Laurent Cohen-Tanugi : J’ai voulu dans ce livre répondre à la question suivante : pourquoi la France a-t-elle plus de mal que les pays industrialisés comparables à s’adapter à la mondialisation ? Cela est attesté par les sondages récurrents et par la crise généralisée que nous traversons. Ma réponse est que la mondialisation ébranle ce qui constituait les piliers de l’excellence, voire de l’identité françaises : la centralité de l’Etat, la sacralisation du politique, notre système méritocratique, notre modèle social, ou encore notre leadership intellectuel et notre influence internationale. C’est-à-dire, tout ce qui a fait, pendant des décennies, une certaine grandeur française. Et pourquoi est-il ainsi ?  Parce que le modèle français était pensé pour une société homogène, structurée autour d’un Etat fort et centralisé, dans un monde d’Etats-nations. Cette société, cet Etat et ce monde ne sont plus : plus que d’une crise d’adaptation, il s’agit donc véritablement d’une crise d’identité.

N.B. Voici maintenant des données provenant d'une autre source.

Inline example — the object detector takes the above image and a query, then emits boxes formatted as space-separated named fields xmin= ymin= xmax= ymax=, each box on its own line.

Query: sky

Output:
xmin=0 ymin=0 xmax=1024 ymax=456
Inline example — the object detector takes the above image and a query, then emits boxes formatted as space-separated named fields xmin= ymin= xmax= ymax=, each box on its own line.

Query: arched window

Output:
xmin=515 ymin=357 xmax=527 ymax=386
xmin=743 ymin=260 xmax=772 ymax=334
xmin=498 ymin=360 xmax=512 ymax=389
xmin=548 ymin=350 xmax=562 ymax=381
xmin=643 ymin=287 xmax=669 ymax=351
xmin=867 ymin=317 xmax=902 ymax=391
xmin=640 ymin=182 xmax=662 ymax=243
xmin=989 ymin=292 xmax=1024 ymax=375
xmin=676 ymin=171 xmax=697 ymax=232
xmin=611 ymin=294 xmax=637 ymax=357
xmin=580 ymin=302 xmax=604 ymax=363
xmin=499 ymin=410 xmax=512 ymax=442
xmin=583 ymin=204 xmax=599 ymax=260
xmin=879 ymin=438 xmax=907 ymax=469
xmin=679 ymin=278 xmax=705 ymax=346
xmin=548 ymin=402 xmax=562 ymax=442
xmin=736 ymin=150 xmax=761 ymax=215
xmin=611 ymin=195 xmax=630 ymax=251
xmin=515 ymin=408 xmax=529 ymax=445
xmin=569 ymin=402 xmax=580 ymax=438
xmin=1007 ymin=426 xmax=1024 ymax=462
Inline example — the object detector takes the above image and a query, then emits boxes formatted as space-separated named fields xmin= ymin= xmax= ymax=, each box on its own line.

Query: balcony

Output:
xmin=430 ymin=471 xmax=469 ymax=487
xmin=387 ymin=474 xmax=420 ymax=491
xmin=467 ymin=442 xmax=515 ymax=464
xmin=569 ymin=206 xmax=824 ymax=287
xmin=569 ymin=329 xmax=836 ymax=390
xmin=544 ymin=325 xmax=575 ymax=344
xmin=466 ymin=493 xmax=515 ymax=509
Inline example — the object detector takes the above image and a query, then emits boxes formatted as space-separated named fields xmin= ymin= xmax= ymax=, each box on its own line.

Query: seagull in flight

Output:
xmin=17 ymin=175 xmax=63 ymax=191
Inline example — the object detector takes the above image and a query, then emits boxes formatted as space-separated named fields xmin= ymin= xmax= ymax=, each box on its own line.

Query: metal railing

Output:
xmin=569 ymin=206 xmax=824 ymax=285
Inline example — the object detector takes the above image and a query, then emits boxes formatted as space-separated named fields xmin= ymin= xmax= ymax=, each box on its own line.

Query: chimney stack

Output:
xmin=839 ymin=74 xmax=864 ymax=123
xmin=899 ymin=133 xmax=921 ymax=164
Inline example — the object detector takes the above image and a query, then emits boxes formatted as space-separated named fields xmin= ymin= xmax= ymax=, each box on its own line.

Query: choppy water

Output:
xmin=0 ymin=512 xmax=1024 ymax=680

François Hollande dénonçait «  la radicalisation de la droite » dans une interview publiée le 20 mars. Ne s’agit-il pas plutôt d’une radicalisation de la société ? Percevez-vous cette radicalisation comme étant la conséquence de cette crise d’identité que vous décrivez, elle-même conséquence de la mondialisation ?

Je ne parlerais pas de radicalisation, plutôt de repli sur soi. Lorsque l’on évoque la mondialisation, il faut en avoir une vision assez large : les flux économiques bien sûr, mais aussi la révolution numérique, les bouleversements géopolitiques, les flux migratoires, le retour du religieux et la question de l’islam, etc. En réponse à ces bouleversements, on constate effectivement en France, dans une partie de l’opinion, une tentation du repli sur soi, y compris chez certains intellectuels. Face à la carence du discours politique sur ces changements et à l’absence d’un projet réformateur, certains ont la nostalgie d’un passé révolu. Mais il n’y a pas de retour en arrière possible.

Considérez-vous également cette « obsolescence » comme étant la cause de l’incapacité de la France à se projeter ? Une incapacité qui peut être mise en évidence dans le débat concernant les départementales, ou le seul projet des partis de gouvernement est de s’opposer au Front national.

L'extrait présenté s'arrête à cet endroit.